Ademais, compreendemos que a Emenda Aditiva nº 1, apresentada pela Deputada Dayse Amarílio, ao prever a ampliação de temas e a adoção de metodologias participativas nas ações educativas do Programa, alinha-se com os objetivos do PR e contribui para o aprimoramento qualitativo da iniciativa.

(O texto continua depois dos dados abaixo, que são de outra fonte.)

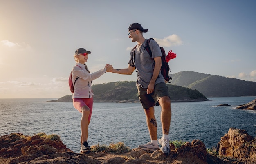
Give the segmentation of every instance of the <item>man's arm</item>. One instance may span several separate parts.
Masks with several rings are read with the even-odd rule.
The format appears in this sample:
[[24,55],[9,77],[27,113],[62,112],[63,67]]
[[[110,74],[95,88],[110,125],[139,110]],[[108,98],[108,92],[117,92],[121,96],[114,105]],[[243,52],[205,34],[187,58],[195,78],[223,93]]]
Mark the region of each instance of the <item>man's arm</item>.
[[155,86],[155,80],[158,77],[158,75],[160,72],[161,70],[161,67],[162,66],[162,61],[161,57],[158,56],[157,57],[154,58],[154,60],[155,64],[155,67],[154,67],[154,71],[153,72],[153,75],[151,78],[151,80],[150,80],[150,82],[148,86],[148,89],[147,90],[147,93],[148,94],[149,94],[154,91],[154,88]]
[[122,75],[131,75],[132,74],[132,73],[133,73],[135,69],[135,66],[132,67],[130,64],[128,64],[128,68],[127,68],[122,69],[113,69],[110,72],[113,73],[121,74]]

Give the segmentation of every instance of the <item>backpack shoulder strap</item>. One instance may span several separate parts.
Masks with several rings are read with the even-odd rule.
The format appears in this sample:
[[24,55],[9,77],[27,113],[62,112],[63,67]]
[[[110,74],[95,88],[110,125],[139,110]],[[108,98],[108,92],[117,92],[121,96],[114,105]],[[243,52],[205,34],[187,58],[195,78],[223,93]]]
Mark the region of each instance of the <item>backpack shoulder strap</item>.
[[131,58],[132,60],[132,62],[133,62],[133,64],[134,64],[134,66],[135,67],[135,71],[136,72],[136,66],[135,65],[135,50],[136,49],[137,45],[138,44],[136,44],[136,46],[134,46],[131,51]]
[[79,65],[76,65],[76,66],[78,66],[78,67],[79,67],[80,69],[82,69],[82,68],[81,68],[81,67],[80,66],[79,66]]
[[150,49],[150,47],[149,47],[149,42],[150,42],[150,40],[151,40],[151,39],[155,40],[153,38],[149,38],[148,39],[148,40],[147,40],[147,42],[146,42],[146,46],[144,47],[144,49],[146,49],[146,50],[147,50],[148,53],[150,55],[150,56],[152,57],[152,52],[151,52],[151,49]]
[[[82,68],[81,68],[81,67],[80,66],[79,66],[79,65],[76,65],[76,66],[78,66],[80,68],[81,68],[81,69],[82,69]],[[79,78],[79,77],[77,76],[77,78],[76,78],[76,80],[75,80],[75,82],[74,82],[74,85],[74,85],[74,86],[75,86],[75,84],[76,84],[76,81],[77,81],[77,80],[78,80],[78,79],[80,79],[80,78]]]

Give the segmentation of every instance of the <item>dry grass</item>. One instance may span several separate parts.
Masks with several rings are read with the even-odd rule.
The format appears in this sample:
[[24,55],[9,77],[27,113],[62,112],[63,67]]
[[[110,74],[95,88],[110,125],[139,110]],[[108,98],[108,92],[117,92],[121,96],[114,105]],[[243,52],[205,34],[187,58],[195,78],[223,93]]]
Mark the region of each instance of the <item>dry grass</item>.
[[122,154],[129,152],[130,148],[124,145],[123,142],[118,142],[116,144],[110,144],[109,146],[103,144],[92,145],[91,146],[91,151],[94,152],[107,152]]

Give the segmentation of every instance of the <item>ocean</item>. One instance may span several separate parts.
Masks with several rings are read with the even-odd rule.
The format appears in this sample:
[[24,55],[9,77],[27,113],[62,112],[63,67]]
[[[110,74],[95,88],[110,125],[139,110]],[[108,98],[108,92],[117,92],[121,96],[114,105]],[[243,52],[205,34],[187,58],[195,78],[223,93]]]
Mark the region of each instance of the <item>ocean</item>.
[[[212,101],[172,102],[171,140],[200,140],[216,147],[230,127],[256,135],[256,111],[236,109],[256,97],[210,98]],[[47,102],[54,98],[0,99],[0,136],[21,132],[59,135],[72,151],[80,148],[81,114],[72,102]],[[227,104],[231,106],[216,107]],[[162,136],[160,106],[155,107],[159,138]],[[123,142],[130,148],[150,141],[144,111],[139,103],[94,102],[89,126],[89,145]]]

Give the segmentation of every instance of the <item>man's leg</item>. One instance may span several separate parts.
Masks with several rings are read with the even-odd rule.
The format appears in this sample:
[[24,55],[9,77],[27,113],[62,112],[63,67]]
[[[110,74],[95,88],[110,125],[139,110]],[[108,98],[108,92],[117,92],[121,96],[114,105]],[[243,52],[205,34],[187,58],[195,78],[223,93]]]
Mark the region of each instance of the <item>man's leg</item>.
[[150,137],[152,140],[157,140],[157,125],[155,117],[154,106],[144,109],[148,128],[149,131]]
[[169,131],[171,116],[171,100],[168,96],[164,96],[159,99],[159,102],[162,109],[161,120],[163,137],[158,140],[158,142],[162,146],[160,150],[163,153],[169,155],[170,152]]
[[155,117],[154,106],[144,109],[146,116],[147,125],[149,131],[151,142],[144,145],[139,145],[140,148],[144,150],[155,151],[159,149],[157,142],[157,126]]
[[168,96],[162,97],[159,99],[159,102],[162,109],[161,112],[161,121],[162,124],[163,134],[169,134],[171,117],[170,98]]

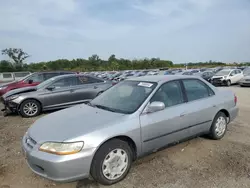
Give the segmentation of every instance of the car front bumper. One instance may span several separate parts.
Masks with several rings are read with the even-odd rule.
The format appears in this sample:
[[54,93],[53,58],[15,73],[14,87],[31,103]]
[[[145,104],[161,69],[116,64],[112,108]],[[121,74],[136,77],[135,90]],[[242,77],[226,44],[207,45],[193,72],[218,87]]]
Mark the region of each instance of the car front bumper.
[[56,182],[72,182],[90,176],[91,162],[96,148],[85,149],[77,154],[59,156],[38,150],[27,144],[28,136],[22,139],[22,149],[31,170]]

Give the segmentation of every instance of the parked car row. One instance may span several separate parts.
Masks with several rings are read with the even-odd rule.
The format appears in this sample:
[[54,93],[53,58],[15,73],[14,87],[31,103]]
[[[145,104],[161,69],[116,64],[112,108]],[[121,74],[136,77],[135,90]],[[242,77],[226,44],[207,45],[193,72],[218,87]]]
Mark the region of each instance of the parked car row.
[[[42,91],[31,95],[41,92],[48,97],[43,103],[55,106],[50,102],[56,97],[50,98],[50,93],[65,85],[65,81],[59,80],[77,78],[82,83],[81,77],[57,77],[43,83],[43,87],[38,86]],[[60,84],[55,84],[58,81]],[[90,87],[87,98],[94,96],[95,89]],[[74,97],[83,93],[79,91]],[[16,102],[28,96],[29,93],[21,94]],[[34,103],[23,106],[33,108],[31,104]],[[71,182],[92,177],[100,184],[110,185],[123,180],[137,158],[167,145],[199,135],[209,135],[215,140],[223,138],[227,125],[237,114],[234,93],[220,90],[202,78],[133,77],[88,104],[40,118],[24,135],[22,148],[28,166],[44,178]]]
[[18,81],[30,74],[31,74],[30,72],[1,72],[0,84],[6,82]]
[[168,69],[168,70],[127,70],[127,71],[106,71],[106,72],[85,72],[87,75],[94,75],[103,79],[120,82],[131,77],[149,75],[189,75],[200,76],[214,85],[240,84],[248,86],[250,75],[249,67],[240,68],[202,68],[202,69]]
[[[61,76],[60,76],[61,75]],[[65,76],[63,76],[65,75]],[[0,86],[5,112],[18,112],[34,117],[42,111],[65,108],[95,98],[115,83],[142,76],[188,75],[201,77],[213,85],[240,84],[250,86],[250,68],[240,69],[171,69],[90,72],[38,72]]]
[[[32,78],[64,73],[39,73],[33,75]],[[25,80],[20,81],[21,84],[29,84],[29,81],[26,83]],[[36,85],[37,81],[31,82],[29,85]],[[42,111],[88,102],[111,86],[111,81],[71,73],[54,76],[36,86],[13,89],[5,93],[1,97],[1,101],[5,107],[3,111],[6,113],[17,112],[23,117],[34,117]]]

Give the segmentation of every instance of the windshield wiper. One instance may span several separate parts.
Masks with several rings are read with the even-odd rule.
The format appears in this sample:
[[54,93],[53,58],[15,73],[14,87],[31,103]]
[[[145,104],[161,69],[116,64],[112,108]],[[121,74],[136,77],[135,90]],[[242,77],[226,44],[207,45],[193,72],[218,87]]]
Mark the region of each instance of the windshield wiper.
[[107,111],[110,111],[110,112],[117,112],[117,110],[115,110],[113,108],[109,108],[107,106],[102,106],[102,105],[99,105],[99,104],[95,105],[95,107],[103,109],[103,110],[107,110]]

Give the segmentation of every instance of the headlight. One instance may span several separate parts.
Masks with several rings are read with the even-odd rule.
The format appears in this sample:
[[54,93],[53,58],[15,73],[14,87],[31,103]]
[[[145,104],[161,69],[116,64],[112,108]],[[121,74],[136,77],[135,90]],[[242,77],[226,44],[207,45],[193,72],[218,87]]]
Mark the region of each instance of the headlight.
[[81,151],[83,145],[84,145],[83,142],[74,142],[74,143],[45,142],[40,146],[39,150],[56,155],[70,155]]
[[7,88],[7,86],[2,86],[2,87],[0,87],[0,90],[4,90],[6,88]]
[[7,97],[7,100],[14,100],[18,97],[19,97],[19,95],[12,95],[12,96]]

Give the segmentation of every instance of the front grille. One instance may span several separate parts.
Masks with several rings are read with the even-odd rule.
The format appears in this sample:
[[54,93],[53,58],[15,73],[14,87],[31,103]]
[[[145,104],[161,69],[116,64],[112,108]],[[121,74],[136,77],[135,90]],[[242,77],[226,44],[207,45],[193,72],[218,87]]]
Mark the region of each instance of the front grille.
[[30,148],[30,149],[33,149],[34,146],[37,144],[37,142],[31,138],[30,136],[27,136],[25,138],[25,144]]

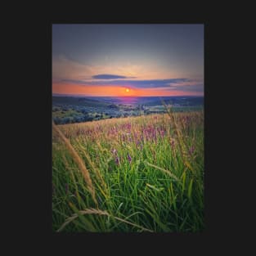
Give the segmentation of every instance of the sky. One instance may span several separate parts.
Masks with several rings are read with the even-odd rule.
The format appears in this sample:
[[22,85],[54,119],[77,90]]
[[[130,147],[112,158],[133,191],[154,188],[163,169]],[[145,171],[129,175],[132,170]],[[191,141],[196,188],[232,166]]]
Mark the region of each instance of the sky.
[[52,93],[204,96],[204,25],[52,25]]

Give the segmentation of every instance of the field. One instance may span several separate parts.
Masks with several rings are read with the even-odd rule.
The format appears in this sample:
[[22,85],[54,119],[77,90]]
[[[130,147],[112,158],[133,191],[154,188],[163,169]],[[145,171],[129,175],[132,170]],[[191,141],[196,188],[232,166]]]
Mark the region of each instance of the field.
[[52,230],[204,229],[204,111],[52,124]]

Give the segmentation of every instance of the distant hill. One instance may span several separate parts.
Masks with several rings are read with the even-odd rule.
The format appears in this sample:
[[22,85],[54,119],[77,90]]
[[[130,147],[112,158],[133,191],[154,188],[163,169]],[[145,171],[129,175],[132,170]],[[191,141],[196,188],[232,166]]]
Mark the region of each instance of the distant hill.
[[74,97],[52,97],[53,105],[75,105],[81,106],[107,106],[107,102],[101,101],[92,98]]

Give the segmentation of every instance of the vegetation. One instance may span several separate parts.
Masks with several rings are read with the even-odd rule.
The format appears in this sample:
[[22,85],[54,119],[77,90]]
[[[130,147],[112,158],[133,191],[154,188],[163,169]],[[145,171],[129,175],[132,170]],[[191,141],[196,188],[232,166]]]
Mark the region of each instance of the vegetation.
[[204,228],[204,112],[55,125],[55,231]]

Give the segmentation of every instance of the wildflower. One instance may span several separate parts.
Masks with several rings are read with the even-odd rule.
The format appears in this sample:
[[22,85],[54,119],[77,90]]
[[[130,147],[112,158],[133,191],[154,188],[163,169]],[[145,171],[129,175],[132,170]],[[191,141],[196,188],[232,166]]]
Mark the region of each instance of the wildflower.
[[65,184],[65,193],[68,193],[68,191],[69,191],[69,184],[68,183]]
[[115,154],[115,155],[116,155],[116,154],[117,154],[116,149],[113,149],[113,150],[112,150],[112,153]]
[[131,158],[131,155],[129,154],[128,155],[128,159],[129,164],[131,164],[132,158]]
[[115,164],[116,164],[117,165],[119,165],[119,164],[120,164],[119,158],[118,156],[115,158]]
[[171,139],[171,146],[172,146],[172,148],[173,149],[173,147],[174,147],[174,140],[173,139]]
[[195,152],[195,146],[192,145],[189,149],[189,153],[191,155]]

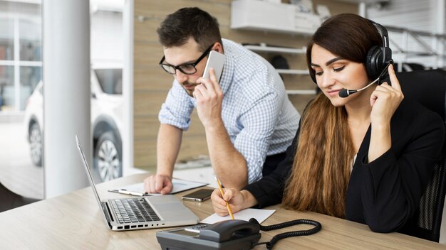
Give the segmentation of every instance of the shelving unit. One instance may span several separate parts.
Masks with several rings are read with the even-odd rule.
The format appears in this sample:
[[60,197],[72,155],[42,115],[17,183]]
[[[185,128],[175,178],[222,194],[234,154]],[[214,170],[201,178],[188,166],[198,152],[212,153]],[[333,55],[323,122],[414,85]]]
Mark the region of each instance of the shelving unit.
[[[306,48],[281,48],[267,46],[266,45],[261,44],[260,45],[247,45],[244,48],[251,51],[262,52],[262,53],[287,53],[287,54],[296,54],[296,55],[305,55],[306,53]],[[277,72],[282,75],[308,75],[308,70],[286,70],[286,69],[276,69]],[[316,90],[314,89],[287,89],[286,93],[288,94],[316,94]]]

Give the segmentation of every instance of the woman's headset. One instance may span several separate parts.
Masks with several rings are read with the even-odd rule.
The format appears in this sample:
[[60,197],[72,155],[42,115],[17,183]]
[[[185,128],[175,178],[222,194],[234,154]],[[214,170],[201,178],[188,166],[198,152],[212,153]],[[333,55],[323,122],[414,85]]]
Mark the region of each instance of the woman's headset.
[[[368,50],[364,63],[368,78],[376,79],[387,65],[393,62],[393,60],[392,60],[392,50],[389,48],[389,36],[387,30],[382,25],[371,20],[368,21],[376,27],[383,39],[382,46],[373,46]],[[316,83],[316,75],[312,70],[310,70],[310,77],[313,82]]]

Assim, diante da relevância da Resolução nº 340, de 2024, que institui a Semana da Mulher e a Semana de Combate ao Feminicídio no âmbito da CLDF, e considerando o imperativo da boa técnica legislativa de buscar a agregação das normas que tratam do mesmo tema, com o objetivo de facilitar o acesso dos interessados à legislação, manifestamos concordância com o Substitutivo apresentado pela MD.
III – CONCLUSÃO
Em face do exposto, manifestamo-nos, no mérito, pela APROVAÇÃO do Projeto de Resolução nº 79/2026, com a incorporação da Emenda Aditiva nº 1, na forma do Substitutivo (Emenda nº 2) apresentado pela Mesa Diretora, nesta Comissão de Defesa dos Direitos da Mulher.
Sala das Comissões.
DEPUTADA DOUTORA JANE DEPUTADA JAQUELINE SILVA
Presidente Relatora
[1] Escolas promovem conscientização contra a violência de gênero. Disponível em: Escolas promovem conscientização contra a violência de gênero - Secretaria de Estado de Educação - Secretaria de Estado de Educação. Acesso em 25 maio 2026.
[2] Maria da Penha vai à Escola. Disponível em: Maria da Penha vai à Escola — Tribunal de Justiça do Distrito Federal e dos Territórios. Acesso em 25 maio 2026.
[3] Anuário Brasileiro de Segurança Pública/Fórum Brasileiro de Segurança Pública. São Paulo: FBSP, 2025. Disponível em: 19º Anuário Brasileiro de Segurança Pública: 2025. Acesso em 26 maio 2026.
[4] Relatório de Análise Criminal nº 2/2025 – COOAFESP/SGI – Secretaria de Estado de Segurança Pública do Distrito Federal. Disponível em: rac-0022025-violencia-domestica-ou-familiar-no-df-ano-2024.pdf. Acesso em 26 maio 2026.
[5]FREIRE, Paulo. Educação e Mudança. 12. ed. Rio de Janeiro: Paz e Terra, 1979.